Turning an AI prototype into a commercial product means adding the six things a prototype never has: a named buyer, a value metric, a price, an onboarding path to first value, proof that reduces risk, and a repeatable way to reach people. Hardening the code makes the product safe; this work makes it sellable. Both are needed, and most founders do only the first.
Here is the sequence I use, in the order that produces revenue fastest.
1. Name one buyer, not a market
"Small businesses" is not a buyer. "An operations manager at a 20–60 person field services company who currently schedules jobs in a spreadsheet" is a buyer. The narrower version tells you what to build, what to write on the homepage, where to find them, and what number they will accept.
The test: can you list twenty named organisations that match your description, and reach a human at ten of them this week? If not, the definition is still too broad to sell against.
2. Find the value metric
The value metric is the unit that grows as the customer gets more value: seats, jobs scheduled, documents processed, calls handled, revenue collected. Pricing that tracks the value metric feels fair and expands automatically. Pricing that ignores it — flat fees, arbitrary tiers — creates a ceiling and a fight at renewal.
For AI products, be careful: the value metric is what the customer values, not what costs you money. Tokens are your cost, not their value. Price against outcomes and manage cost separately with caps and model routing.
3. Price for a decision, not for perfection
Early pricing is a positioning statement, not a spreadsheet output. Pick a number the buyer can approve without a committee — for UK and US SMB software that usually means under £500 a month — and make the value story obvious against it.
Publish it. Hidden pricing costs early-stage companies more deals than a high number does, because it removes you from consideration before a conversation can happen. Three packages, one recommended, plain numbers.
4. Engineer the path to first value
Measure the number of minutes between signup and the moment the customer sees the thing they came for. Then cut it. Pre-fill data, offer a sample workspace, remove optional fields, defer settings, and delete every screen that sits between arrival and outcome.
For AI products specifically, the first output must be good. A weak first generation is fatal in a way that a slow load never is, because it defines the customer's model of what your product can do. Spend disproportionate effort on the quality of the first result.
5. Add proof that removes risk
A buyer's real question is not "is this good" but "what happens to me if this fails". Reduce that risk visibly: a named case study with a number in it, a security and data-handling page, a clear statement about AI providers and training, a money-back or short-term contract, and a real person's name and face behind the product.
Three specific proof assets outperform a page of adjectives: one quantified outcome, one recognisable logo or credible reference, and one artefact that shows how the work is done.
6. Get the first ten customers by hand
The first ten come from direct outreach, communities, partnerships and events — not from content or ads. Do it manually and personally, because the learning from those conversations is worth more than the revenue.
Track two things per conversation: the words they use to describe the problem, and the specific objection that stops them. After ten conversations, both will have converged, and the homepage rewrite that follows usually doubles conversion on its own.
The order matters
Founders typically do this backwards: build more features, then price, then look for a buyer.
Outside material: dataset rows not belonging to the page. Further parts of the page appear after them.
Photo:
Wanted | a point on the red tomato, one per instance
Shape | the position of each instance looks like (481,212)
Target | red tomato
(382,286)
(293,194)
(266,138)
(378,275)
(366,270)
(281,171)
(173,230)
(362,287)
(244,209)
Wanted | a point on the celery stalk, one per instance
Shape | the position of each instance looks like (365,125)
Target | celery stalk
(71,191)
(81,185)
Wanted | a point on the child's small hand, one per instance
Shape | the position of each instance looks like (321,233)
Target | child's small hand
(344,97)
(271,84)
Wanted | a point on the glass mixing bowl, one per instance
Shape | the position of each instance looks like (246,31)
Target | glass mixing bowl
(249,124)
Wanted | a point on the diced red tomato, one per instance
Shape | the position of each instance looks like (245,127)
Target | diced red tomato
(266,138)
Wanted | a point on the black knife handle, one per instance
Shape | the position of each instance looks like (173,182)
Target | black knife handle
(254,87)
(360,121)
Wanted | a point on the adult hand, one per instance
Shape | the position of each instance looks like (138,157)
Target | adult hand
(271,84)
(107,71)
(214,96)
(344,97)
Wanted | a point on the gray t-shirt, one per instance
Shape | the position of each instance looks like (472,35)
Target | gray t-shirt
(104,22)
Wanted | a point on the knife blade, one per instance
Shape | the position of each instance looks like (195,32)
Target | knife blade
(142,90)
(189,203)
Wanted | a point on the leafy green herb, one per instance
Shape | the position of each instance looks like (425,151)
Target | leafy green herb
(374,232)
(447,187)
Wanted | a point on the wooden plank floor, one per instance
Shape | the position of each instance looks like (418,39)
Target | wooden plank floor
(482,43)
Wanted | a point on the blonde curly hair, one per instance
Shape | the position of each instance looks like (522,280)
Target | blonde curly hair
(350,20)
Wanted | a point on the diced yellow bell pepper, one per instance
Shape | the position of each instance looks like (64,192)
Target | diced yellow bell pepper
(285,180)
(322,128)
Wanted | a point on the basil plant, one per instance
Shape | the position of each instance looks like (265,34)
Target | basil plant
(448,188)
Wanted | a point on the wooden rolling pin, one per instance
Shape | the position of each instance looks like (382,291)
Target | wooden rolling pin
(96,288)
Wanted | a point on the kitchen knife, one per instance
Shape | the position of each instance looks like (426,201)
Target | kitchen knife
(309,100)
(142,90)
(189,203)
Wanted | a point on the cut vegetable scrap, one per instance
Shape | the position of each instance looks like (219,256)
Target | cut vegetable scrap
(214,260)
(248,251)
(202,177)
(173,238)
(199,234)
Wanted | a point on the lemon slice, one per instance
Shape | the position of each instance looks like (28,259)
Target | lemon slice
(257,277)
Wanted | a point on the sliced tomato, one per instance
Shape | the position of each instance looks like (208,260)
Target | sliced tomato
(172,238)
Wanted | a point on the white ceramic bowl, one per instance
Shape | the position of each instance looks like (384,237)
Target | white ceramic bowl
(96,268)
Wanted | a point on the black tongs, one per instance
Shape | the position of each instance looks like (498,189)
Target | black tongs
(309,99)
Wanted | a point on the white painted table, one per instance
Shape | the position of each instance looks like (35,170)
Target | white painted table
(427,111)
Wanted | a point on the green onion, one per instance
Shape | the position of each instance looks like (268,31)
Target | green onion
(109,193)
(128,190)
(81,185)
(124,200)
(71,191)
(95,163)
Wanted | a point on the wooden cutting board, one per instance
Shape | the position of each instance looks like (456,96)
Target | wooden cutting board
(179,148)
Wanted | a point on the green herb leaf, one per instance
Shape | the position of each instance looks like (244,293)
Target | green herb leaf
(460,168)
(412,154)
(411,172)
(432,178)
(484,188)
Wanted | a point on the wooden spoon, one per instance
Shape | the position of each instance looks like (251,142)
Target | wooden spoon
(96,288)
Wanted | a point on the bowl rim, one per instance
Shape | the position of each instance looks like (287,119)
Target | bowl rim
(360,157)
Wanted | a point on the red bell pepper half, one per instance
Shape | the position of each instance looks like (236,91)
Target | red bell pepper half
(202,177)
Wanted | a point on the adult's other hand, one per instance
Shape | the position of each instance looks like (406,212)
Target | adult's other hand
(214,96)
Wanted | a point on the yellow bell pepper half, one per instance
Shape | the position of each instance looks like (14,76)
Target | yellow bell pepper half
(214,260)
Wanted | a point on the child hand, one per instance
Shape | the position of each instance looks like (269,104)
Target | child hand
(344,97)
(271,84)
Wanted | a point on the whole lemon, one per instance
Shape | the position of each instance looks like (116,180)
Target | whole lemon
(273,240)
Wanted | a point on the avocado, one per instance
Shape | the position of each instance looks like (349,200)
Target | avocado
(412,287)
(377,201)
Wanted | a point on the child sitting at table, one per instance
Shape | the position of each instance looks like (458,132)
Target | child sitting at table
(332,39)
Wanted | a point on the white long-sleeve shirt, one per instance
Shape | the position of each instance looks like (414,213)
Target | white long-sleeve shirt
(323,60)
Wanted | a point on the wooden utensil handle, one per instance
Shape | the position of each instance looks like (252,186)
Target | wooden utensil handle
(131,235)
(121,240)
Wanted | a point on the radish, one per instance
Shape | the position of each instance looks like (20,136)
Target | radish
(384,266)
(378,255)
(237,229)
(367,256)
The result is a product with broad capability and no obvious reason for any specific person to buy it today.
Buyer first, value metric second, price third, onboarding fourth, proof fifth, outreach sixth. Each step constrains the next and prevents the most expensive mistake in early-stage product work — building things nobody has asked to pay for.
What this looked like in practice
At Wocal the product did not start earning until we picked one venue type, priced against bookings rather than seats, and cut the setup flow from eleven steps to three. None of that was engineering. All of it was commercial product work, and it is what took us to a £2.7M pre-money valuation with 300+ venues live.
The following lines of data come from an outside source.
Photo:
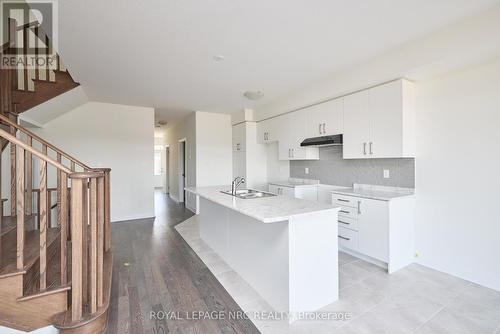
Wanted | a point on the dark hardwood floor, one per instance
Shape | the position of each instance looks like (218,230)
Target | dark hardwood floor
(155,270)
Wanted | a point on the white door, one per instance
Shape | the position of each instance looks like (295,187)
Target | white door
(373,224)
(356,126)
(385,104)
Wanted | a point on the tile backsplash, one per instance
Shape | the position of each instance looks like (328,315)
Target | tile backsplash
(332,169)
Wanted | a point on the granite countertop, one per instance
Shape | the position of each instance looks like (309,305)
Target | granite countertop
(267,209)
(378,193)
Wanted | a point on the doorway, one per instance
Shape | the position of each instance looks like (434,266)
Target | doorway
(182,170)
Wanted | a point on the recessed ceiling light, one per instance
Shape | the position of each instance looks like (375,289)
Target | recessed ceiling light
(218,58)
(254,95)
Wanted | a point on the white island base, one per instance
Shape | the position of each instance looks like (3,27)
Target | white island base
(292,263)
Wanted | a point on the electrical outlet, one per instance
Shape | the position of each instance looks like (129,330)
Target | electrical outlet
(386,174)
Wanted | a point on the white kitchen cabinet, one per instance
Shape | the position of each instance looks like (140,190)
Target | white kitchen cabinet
(248,156)
(325,119)
(267,130)
(293,131)
(373,227)
(378,122)
(239,137)
(377,230)
(307,192)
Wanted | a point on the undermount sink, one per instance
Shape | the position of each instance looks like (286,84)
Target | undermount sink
(249,193)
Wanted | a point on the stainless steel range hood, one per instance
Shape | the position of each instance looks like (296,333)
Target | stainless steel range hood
(335,140)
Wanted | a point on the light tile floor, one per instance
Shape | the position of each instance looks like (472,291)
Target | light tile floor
(415,299)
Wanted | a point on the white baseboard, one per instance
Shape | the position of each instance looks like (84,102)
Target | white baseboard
(174,198)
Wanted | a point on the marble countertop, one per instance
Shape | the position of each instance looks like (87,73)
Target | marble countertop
(267,209)
(374,193)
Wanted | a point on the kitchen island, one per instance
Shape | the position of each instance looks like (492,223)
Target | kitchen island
(285,248)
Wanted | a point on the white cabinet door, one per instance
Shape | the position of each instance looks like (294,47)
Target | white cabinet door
(288,191)
(239,133)
(325,119)
(356,126)
(373,225)
(385,104)
(333,115)
(273,189)
(268,131)
(314,121)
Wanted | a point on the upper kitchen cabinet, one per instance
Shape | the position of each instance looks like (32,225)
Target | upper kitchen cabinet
(267,131)
(239,137)
(293,130)
(378,122)
(325,119)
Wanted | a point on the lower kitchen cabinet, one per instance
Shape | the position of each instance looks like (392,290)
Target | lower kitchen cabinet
(379,230)
(308,193)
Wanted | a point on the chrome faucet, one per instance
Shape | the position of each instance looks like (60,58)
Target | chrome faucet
(236,183)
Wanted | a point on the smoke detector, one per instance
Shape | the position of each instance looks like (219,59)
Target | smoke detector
(254,95)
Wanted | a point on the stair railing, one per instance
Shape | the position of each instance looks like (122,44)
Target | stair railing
(83,212)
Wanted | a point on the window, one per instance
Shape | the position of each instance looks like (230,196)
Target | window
(157,162)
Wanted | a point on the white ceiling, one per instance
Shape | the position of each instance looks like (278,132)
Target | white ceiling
(159,53)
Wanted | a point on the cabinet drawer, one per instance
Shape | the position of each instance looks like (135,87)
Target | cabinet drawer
(348,212)
(348,238)
(343,200)
(349,223)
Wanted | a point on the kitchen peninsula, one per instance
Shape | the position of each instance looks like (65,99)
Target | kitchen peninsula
(285,248)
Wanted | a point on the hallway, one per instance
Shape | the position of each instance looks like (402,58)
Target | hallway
(156,271)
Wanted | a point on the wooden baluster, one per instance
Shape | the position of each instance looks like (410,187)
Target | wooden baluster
(100,241)
(43,220)
(47,52)
(25,57)
(93,245)
(13,173)
(107,220)
(20,208)
(29,179)
(85,249)
(63,218)
(77,225)
(59,176)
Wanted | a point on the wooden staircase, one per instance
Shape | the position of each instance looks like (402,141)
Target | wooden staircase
(55,235)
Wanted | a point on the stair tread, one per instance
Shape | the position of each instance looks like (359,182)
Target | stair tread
(31,248)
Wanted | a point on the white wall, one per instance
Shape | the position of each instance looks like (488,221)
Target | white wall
(457,174)
(185,129)
(115,136)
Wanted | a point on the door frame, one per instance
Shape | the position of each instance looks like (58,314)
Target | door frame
(182,176)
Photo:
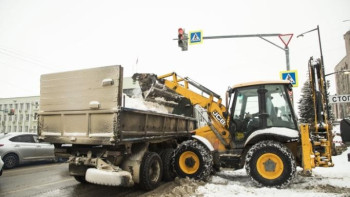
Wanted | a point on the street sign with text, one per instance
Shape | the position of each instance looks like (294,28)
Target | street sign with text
(339,98)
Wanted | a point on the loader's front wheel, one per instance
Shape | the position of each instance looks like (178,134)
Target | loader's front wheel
(193,160)
(270,163)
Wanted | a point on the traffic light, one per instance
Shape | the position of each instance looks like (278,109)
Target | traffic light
(11,112)
(182,39)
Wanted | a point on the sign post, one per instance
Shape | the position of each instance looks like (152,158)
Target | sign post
(285,38)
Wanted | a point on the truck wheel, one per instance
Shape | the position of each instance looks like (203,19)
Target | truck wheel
(271,164)
(10,161)
(151,171)
(167,158)
(193,160)
(81,179)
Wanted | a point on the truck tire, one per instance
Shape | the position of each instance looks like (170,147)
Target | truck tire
(270,163)
(192,159)
(10,161)
(151,171)
(81,179)
(167,156)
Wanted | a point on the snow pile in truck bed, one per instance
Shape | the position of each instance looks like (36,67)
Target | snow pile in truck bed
(139,103)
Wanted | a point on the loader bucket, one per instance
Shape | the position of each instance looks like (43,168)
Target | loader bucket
(154,90)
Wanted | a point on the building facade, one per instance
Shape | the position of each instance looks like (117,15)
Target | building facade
(342,110)
(24,118)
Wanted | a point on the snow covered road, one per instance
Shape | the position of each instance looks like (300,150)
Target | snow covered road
(333,181)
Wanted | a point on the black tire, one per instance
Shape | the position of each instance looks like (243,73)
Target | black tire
(167,157)
(81,179)
(151,171)
(192,159)
(270,163)
(10,161)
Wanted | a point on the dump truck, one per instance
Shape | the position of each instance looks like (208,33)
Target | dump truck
(84,115)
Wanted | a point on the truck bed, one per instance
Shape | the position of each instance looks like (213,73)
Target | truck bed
(84,107)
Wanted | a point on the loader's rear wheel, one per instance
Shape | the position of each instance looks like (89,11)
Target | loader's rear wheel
(271,164)
(151,171)
(193,160)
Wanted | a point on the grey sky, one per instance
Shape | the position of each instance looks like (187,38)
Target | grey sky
(43,36)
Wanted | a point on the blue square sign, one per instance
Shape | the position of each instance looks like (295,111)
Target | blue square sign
(290,75)
(196,37)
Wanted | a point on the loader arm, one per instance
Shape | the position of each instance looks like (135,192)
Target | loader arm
(317,139)
(216,131)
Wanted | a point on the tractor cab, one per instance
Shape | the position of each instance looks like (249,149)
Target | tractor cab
(259,106)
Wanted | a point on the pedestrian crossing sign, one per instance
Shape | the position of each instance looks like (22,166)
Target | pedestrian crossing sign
(290,75)
(196,37)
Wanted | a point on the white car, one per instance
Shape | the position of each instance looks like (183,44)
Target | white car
(18,148)
(1,165)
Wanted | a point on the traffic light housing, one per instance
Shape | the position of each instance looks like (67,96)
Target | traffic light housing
(182,39)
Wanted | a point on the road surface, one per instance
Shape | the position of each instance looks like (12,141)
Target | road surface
(51,180)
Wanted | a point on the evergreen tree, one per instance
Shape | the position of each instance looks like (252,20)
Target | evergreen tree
(306,109)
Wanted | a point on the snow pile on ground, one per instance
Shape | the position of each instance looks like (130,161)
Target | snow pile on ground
(333,181)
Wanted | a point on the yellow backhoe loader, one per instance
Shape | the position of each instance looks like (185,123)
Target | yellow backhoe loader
(256,128)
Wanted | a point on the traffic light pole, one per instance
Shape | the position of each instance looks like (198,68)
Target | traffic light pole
(262,36)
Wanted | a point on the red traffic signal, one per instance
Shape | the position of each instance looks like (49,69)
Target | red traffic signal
(11,112)
(182,39)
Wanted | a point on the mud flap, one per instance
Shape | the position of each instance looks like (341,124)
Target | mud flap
(109,178)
Read why most AI products never generate revenue for the failure modes, and what an AI product commercialisation lead actually does for who owns this work.
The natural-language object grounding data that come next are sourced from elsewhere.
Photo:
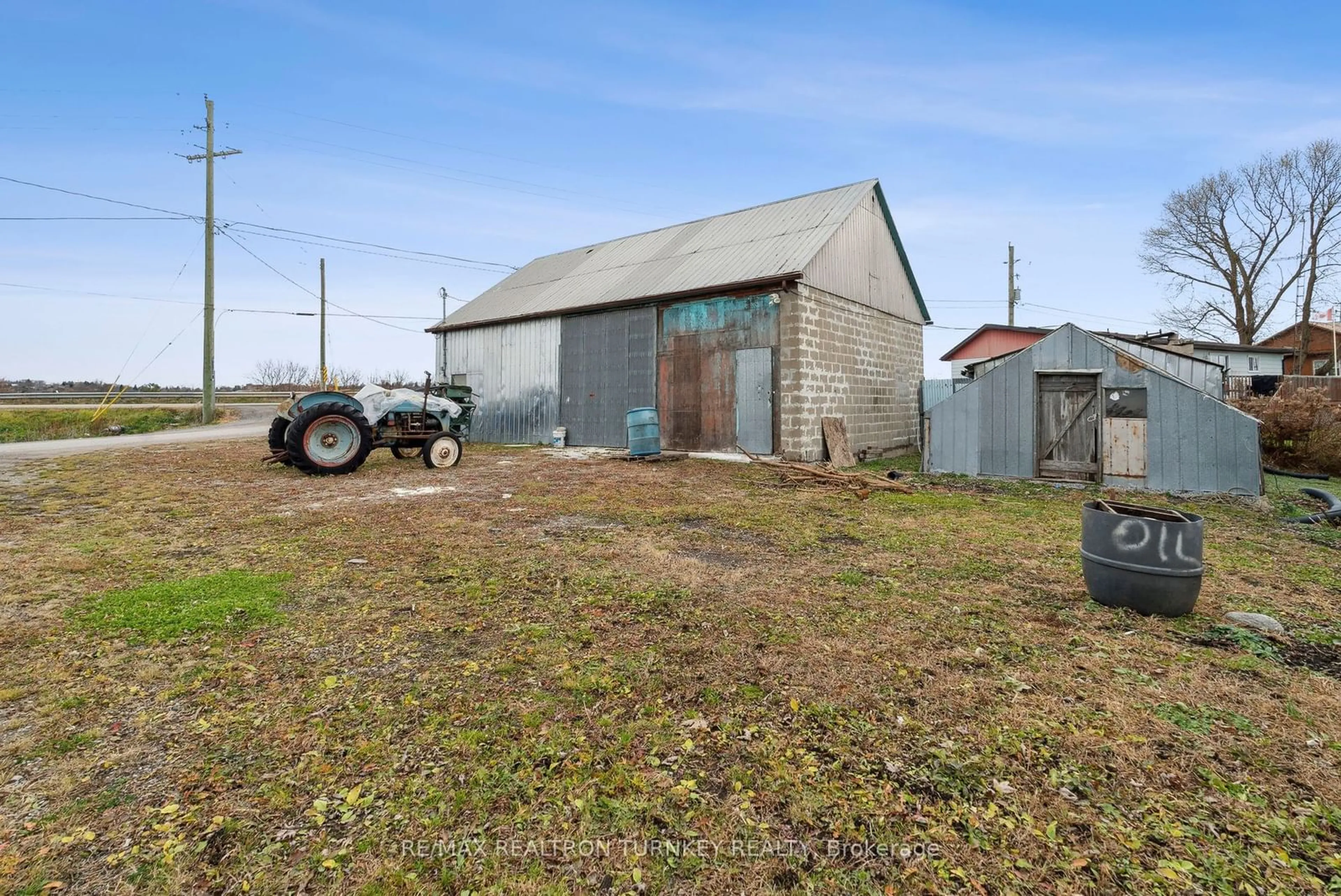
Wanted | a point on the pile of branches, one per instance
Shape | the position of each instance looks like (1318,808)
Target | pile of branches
(824,477)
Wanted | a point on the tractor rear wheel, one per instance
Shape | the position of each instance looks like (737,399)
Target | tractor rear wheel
(278,427)
(443,450)
(329,439)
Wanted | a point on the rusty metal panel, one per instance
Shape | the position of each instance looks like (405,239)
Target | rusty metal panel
(608,368)
(696,369)
(514,369)
(1124,448)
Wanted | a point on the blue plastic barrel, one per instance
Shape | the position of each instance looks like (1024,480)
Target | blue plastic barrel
(644,432)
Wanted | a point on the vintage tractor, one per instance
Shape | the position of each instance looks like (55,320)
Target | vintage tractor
(330,434)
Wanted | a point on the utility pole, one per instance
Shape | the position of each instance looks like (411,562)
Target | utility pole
(324,324)
(207,404)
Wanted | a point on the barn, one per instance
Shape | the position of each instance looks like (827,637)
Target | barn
(1080,407)
(745,329)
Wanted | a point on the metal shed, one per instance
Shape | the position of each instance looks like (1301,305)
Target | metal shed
(1075,407)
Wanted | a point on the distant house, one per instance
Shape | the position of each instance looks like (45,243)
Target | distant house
(1080,407)
(1242,360)
(990,341)
(1321,357)
(743,329)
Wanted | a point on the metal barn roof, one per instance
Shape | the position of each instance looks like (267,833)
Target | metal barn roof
(760,245)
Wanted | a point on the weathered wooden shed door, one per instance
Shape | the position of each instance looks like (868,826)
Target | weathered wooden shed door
(1068,427)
Frequently asked questions
- How do I turn an AI prototype into a commercial product?
- Define one specific buyer, choose a value metric, set and publish a price they can approve alone, shorten the path from signup to first value, add proof that reduces perceived risk, and win the first ten customers through direct outreach.
- How should I price an AI product?
- Price against the outcome the customer values, not against your token costs. Pick a value metric that grows with their usage, publish plain numbers, and manage model spend separately with caps and routing.
- Why does my AI product get signups but no revenue?
- Usually because the path to first value is too long or the first output is not good enough. Both problems are fixed by engineering the first five minutes, not by adding features.
- How many customers do I need before scaling marketing?
- Ten paying customers won by hand, with a converged description of the problem and a consistent reason for buying. Scale acquisition only once the message and the onboarding are proven manually.